Thursday, February 16, 2012

Adventures migrating photos from iPhoto 9 to Digikam 2.1.1

After our mac mini update to Snow Leopard, the system was clearly now under-powered and since my wife and I both stay logged at most times running just browsers caused us to swap out way too much. I decided to build a Shuttle SH67H3 with i5-2500k CPU and 16GIG of RAM from NewEgg and we are now running Linux Mint 12. The most important part of the transitions was to not loose all our iPhoto Albums. Also, I did not want to do them over from scratch again so I set out on google and found photokam ( https://sites.google.com/site/laurentbovet/photokam ) which did the majority of my lifting but I did not want a straight copy from iPhoto.

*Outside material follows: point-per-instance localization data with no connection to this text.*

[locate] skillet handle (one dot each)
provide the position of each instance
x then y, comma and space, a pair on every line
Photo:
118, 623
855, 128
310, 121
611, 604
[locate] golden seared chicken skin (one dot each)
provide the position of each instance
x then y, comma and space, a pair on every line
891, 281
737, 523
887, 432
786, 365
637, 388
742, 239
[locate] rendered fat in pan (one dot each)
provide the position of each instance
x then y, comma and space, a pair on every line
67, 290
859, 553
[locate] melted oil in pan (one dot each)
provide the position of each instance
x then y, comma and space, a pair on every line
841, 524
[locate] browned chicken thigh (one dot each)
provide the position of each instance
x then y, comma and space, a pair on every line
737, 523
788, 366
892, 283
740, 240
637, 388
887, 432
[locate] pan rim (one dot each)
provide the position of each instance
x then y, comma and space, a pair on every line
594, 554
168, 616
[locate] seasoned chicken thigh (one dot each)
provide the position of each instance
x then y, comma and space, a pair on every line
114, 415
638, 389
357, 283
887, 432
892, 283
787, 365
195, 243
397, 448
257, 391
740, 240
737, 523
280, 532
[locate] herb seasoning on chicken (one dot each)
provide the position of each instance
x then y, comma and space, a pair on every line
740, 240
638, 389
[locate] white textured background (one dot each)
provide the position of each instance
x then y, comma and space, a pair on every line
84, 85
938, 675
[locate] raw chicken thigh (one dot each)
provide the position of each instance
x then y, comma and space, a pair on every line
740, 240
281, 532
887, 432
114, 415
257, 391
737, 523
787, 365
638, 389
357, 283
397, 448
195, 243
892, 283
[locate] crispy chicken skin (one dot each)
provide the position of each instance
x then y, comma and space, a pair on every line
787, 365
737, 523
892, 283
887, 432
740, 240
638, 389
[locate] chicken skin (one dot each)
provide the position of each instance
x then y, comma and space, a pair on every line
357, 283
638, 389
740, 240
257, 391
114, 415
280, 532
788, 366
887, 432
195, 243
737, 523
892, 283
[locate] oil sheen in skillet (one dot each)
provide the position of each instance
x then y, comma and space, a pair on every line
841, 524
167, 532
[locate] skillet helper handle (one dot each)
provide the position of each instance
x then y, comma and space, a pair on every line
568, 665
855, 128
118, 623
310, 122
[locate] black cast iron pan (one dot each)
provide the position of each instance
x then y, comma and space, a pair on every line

iPhoto splits your images tree into Masters(Originals now a link)/Year/Date(Roll)/etc... and Preview(Modified now a link)/Year/Date(Roll)/etc... but digikam ( http://www.digikam.org/ ) allows you to manage your tree how you like and makes new version of a photo by appending _v1 to the basename of the file.

Just to make sure I did not leave myself with the easiest transition possible :-P I decided to just rsync my iPhoto Library Masters directory to /home/photos on the new machine.  I did not want the separate directory tree so after copying all the Masters/Originals sync'd I figured I'd look at copying the files from the Previews/Modified directory copied over and make a -v1 in the same path from /home/photo_temp.  I'm not sure why but iPhoto changes the extension from .jpg to .JPG on or after the copy process? So I wrote a script but this only gets you 90% there. You'll have to do some manual cleanup because in additions because iPhoto seems to copy modified versions i.e. cropped to an entirely different directory(Roll) so that will need to clean up afterwards.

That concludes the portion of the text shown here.